Poetics 5: Instruction


With the CATTt in mind, I too looked for terms and concepts that made multiple appearances throughout my blog posts.  There are three particular concepts and their manifestation that I wish to keep in mind as I make an attempt to compose what I call a visual representation of the mystory, mytage. These terms are as follows:
  1. ​Shi (Jullien)--> libido (Lacan)-->artistic gesture, the precise moment when to press the shutter (The Cinematic).
  2. Gaze (Lacan)--> The Gap (The Cinematic)--> Yin Yang (Jullien)---> 
  3. Montage (The Cinematic)--> Tendency (Jullien)--> Unconscious (Lacan)
What is interesting about this arrangement of terms is that they can be paired in with multiple others and still function as a part or description of another term. For instance, while I am saying that montage is a representation of both Jullien's yin-yang and Lacan's unconscious, montage can also be paired with the gaze and the gap. With this model in mind, I would like to explore concepts of montage throughout my mystory. Specifically, What I hope to address is this notion of the gaze and shi through the artistic gesture of a moving montage. I will  use specific images that act as “headers” to my popcylce after I will add a comic avatar of myself to the sequence, who will live out the events of my mystory. In do so, I think I will not only the gaze, but I will also draw attention to the unconscious and the gap that lingers withing. In addition, regarding the gap, and unconscious, I will look at the space that accommodates and yet divides each image into its own separate thing. My decision to incorporate animation to tell my narrative reflects of shi or the gesture to communicate myself through a representation of, essentially, the other.  What does the spacing suggest regarding the distance between each image and how does the movement of an image shifts its meaning in the collective setting of the montage.  I hope that by arranging and re-arranging the images that it will help me understand why I was drawn to or tended towards specific photos in  mystory, and largely how this sometime abstract and still photos contrast and disrupt the flow of my animated self.

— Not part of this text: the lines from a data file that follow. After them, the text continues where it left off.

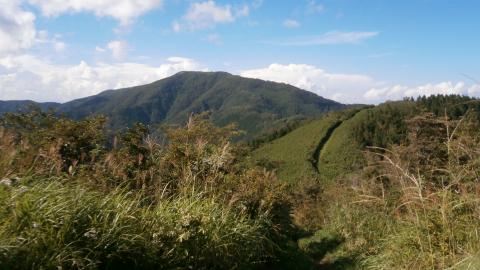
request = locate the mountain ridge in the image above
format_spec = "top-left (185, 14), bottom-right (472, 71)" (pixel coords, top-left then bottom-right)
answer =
top-left (0, 71), bottom-right (347, 136)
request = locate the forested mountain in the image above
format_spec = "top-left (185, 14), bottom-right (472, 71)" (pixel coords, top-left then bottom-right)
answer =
top-left (0, 72), bottom-right (345, 136)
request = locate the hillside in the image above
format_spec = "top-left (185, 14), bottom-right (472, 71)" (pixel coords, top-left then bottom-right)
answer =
top-left (248, 109), bottom-right (361, 182)
top-left (251, 96), bottom-right (480, 182)
top-left (0, 72), bottom-right (345, 137)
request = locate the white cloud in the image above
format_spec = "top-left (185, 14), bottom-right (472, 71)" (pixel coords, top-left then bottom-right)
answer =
top-left (53, 41), bottom-right (67, 52)
top-left (0, 55), bottom-right (201, 101)
top-left (240, 64), bottom-right (480, 104)
top-left (95, 46), bottom-right (106, 53)
top-left (207, 34), bottom-right (222, 45)
top-left (27, 0), bottom-right (163, 25)
top-left (363, 81), bottom-right (480, 103)
top-left (307, 0), bottom-right (325, 13)
top-left (279, 31), bottom-right (378, 46)
top-left (240, 64), bottom-right (381, 103)
top-left (283, 19), bottom-right (300, 28)
top-left (172, 0), bottom-right (250, 32)
top-left (107, 40), bottom-right (128, 60)
top-left (0, 0), bottom-right (36, 55)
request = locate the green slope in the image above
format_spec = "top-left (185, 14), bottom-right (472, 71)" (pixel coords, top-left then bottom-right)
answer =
top-left (317, 101), bottom-right (418, 180)
top-left (0, 72), bottom-right (346, 138)
top-left (251, 109), bottom-right (358, 182)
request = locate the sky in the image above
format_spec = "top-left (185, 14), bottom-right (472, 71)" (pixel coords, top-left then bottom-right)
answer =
top-left (0, 0), bottom-right (480, 104)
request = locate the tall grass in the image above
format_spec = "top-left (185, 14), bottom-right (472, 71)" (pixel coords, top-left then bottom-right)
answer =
top-left (0, 181), bottom-right (271, 269)
top-left (316, 111), bottom-right (480, 269)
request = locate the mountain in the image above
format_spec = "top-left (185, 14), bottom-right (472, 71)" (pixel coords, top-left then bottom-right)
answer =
top-left (0, 72), bottom-right (346, 137)
top-left (0, 100), bottom-right (61, 115)
top-left (250, 95), bottom-right (480, 182)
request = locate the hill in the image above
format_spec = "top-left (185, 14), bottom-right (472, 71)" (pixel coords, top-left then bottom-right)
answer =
top-left (0, 72), bottom-right (345, 137)
top-left (252, 109), bottom-right (361, 182)
top-left (251, 96), bottom-right (480, 182)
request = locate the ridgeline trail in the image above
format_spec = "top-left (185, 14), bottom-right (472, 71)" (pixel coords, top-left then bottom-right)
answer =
top-left (310, 109), bottom-right (364, 174)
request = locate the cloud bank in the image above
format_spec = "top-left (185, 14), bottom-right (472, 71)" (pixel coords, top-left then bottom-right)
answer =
top-left (0, 55), bottom-right (203, 102)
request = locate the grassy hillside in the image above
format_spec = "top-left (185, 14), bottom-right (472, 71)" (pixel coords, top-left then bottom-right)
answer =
top-left (252, 109), bottom-right (358, 182)
top-left (317, 101), bottom-right (417, 180)
top-left (252, 96), bottom-right (478, 182)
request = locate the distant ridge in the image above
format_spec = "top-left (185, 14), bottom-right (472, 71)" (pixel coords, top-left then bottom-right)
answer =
top-left (0, 71), bottom-right (346, 136)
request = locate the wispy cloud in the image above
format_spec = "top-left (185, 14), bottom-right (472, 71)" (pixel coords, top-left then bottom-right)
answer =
top-left (265, 31), bottom-right (379, 46)
top-left (172, 0), bottom-right (250, 32)
top-left (368, 52), bottom-right (392, 58)
top-left (283, 19), bottom-right (300, 28)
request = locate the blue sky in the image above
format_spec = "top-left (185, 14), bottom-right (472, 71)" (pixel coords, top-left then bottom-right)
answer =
top-left (0, 0), bottom-right (480, 103)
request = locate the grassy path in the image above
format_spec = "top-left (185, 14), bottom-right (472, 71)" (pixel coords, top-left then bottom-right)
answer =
top-left (251, 109), bottom-right (366, 182)
top-left (312, 109), bottom-right (363, 174)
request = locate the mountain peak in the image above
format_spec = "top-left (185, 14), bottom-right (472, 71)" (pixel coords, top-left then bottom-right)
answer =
top-left (0, 71), bottom-right (345, 136)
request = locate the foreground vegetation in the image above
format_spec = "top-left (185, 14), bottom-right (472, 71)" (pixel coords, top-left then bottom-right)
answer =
top-left (0, 96), bottom-right (480, 269)
top-left (0, 110), bottom-right (330, 269)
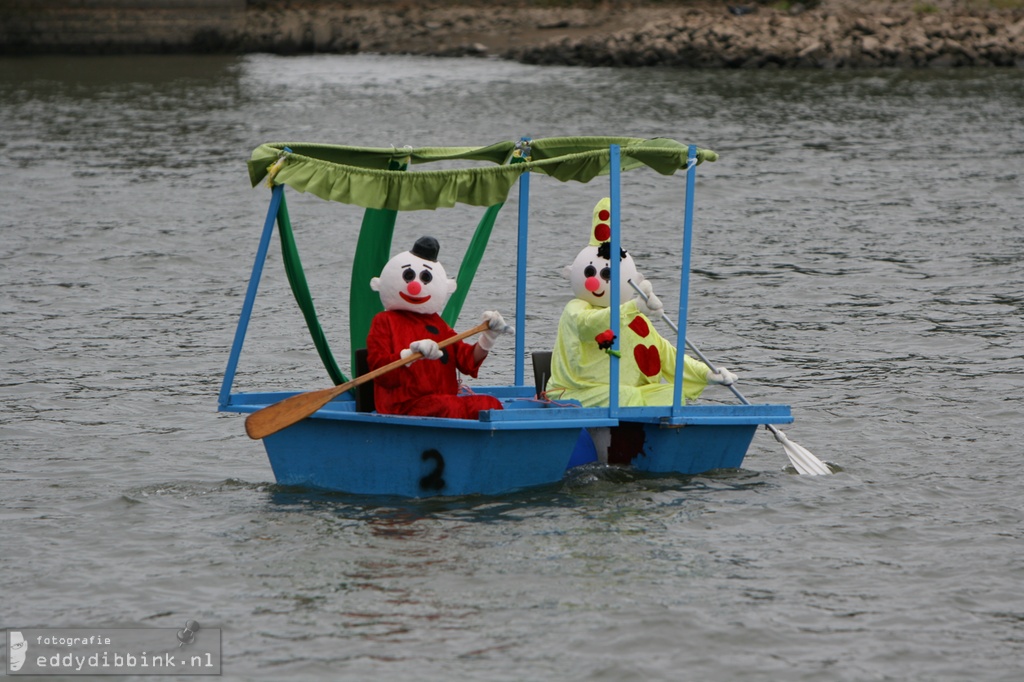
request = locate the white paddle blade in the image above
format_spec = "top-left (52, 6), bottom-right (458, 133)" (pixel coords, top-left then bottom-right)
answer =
top-left (775, 429), bottom-right (831, 476)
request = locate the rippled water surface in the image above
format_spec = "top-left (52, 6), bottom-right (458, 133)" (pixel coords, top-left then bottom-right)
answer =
top-left (0, 56), bottom-right (1024, 681)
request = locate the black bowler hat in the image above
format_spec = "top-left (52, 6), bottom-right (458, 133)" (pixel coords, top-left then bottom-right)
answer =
top-left (413, 237), bottom-right (441, 263)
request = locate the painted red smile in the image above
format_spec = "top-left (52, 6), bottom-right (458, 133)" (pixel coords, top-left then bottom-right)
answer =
top-left (398, 291), bottom-right (430, 305)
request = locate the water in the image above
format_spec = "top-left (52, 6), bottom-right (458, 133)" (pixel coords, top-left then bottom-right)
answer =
top-left (0, 56), bottom-right (1024, 682)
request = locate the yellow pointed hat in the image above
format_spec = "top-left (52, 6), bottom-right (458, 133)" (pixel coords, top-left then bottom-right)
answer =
top-left (590, 197), bottom-right (611, 246)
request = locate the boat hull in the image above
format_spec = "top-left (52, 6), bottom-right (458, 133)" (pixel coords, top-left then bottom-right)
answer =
top-left (263, 419), bottom-right (581, 498)
top-left (221, 387), bottom-right (793, 498)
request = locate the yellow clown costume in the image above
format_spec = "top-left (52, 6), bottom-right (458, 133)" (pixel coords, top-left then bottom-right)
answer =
top-left (547, 199), bottom-right (716, 408)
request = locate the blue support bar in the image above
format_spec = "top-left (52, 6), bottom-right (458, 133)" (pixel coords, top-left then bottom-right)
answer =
top-left (219, 184), bottom-right (285, 408)
top-left (606, 144), bottom-right (622, 419)
top-left (515, 172), bottom-right (529, 386)
top-left (672, 144), bottom-right (697, 416)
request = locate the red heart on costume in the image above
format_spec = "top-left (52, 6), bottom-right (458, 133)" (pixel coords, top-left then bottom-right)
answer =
top-left (630, 346), bottom-right (662, 377)
top-left (630, 316), bottom-right (650, 339)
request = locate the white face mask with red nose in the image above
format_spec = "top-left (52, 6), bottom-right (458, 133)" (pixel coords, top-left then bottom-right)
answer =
top-left (370, 251), bottom-right (457, 314)
top-left (566, 246), bottom-right (643, 308)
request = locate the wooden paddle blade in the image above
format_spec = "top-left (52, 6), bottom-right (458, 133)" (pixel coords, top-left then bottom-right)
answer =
top-left (774, 429), bottom-right (833, 476)
top-left (246, 382), bottom-right (352, 440)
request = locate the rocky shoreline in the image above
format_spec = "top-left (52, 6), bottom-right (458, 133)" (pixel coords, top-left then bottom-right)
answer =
top-left (0, 0), bottom-right (1024, 69)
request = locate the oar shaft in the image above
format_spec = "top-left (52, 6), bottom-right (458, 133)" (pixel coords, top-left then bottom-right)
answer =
top-left (246, 322), bottom-right (489, 440)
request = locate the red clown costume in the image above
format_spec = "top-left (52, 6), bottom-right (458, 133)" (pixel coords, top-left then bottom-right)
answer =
top-left (367, 237), bottom-right (511, 419)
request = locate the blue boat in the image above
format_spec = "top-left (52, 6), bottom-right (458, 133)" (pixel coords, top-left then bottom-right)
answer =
top-left (219, 137), bottom-right (793, 498)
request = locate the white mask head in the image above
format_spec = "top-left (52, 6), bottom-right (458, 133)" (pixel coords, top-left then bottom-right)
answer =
top-left (370, 237), bottom-right (457, 314)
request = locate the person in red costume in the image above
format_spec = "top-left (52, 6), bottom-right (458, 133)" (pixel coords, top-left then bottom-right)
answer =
top-left (367, 237), bottom-right (512, 419)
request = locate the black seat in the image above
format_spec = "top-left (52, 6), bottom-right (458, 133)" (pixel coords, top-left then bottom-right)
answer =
top-left (355, 348), bottom-right (376, 412)
top-left (531, 350), bottom-right (551, 399)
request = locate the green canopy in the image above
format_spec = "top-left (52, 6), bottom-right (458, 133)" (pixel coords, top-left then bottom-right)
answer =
top-left (249, 137), bottom-right (718, 384)
top-left (249, 137), bottom-right (718, 211)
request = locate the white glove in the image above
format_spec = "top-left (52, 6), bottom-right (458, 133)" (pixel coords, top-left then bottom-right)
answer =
top-left (708, 365), bottom-right (736, 386)
top-left (398, 339), bottom-right (444, 359)
top-left (476, 310), bottom-right (515, 351)
top-left (637, 280), bottom-right (665, 319)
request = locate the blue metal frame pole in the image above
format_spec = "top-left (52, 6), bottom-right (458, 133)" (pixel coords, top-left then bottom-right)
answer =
top-left (672, 144), bottom-right (697, 416)
top-left (219, 184), bottom-right (285, 407)
top-left (515, 171), bottom-right (529, 386)
top-left (606, 144), bottom-right (622, 419)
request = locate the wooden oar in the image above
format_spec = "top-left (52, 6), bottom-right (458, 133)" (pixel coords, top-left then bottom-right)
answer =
top-left (629, 280), bottom-right (833, 476)
top-left (246, 322), bottom-right (489, 440)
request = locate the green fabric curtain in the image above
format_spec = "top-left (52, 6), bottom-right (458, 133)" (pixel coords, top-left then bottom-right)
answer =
top-left (278, 191), bottom-right (348, 385)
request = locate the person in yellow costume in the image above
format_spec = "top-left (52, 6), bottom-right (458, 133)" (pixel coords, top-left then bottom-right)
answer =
top-left (547, 198), bottom-right (736, 408)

Instruction: Moving Mytage

Access the mystory completed in the first half of the course. Choose five representative photos from your popcylce: family, entertainment, community, career, and logo. After, create a bitstrip account and create an avatar of yourself and use that avatar to tell the narrative of yourself. To do so, you will have to have access to a video editor such as Kdenlive to arrange your images in such a way that it tells a sequential narrative that reflects what words could not communicate in your mystory. This sequential narrative will be a montage.  Consider the juxtaposing of still shots to drawings to animations. In addition, what has this experiment taught you.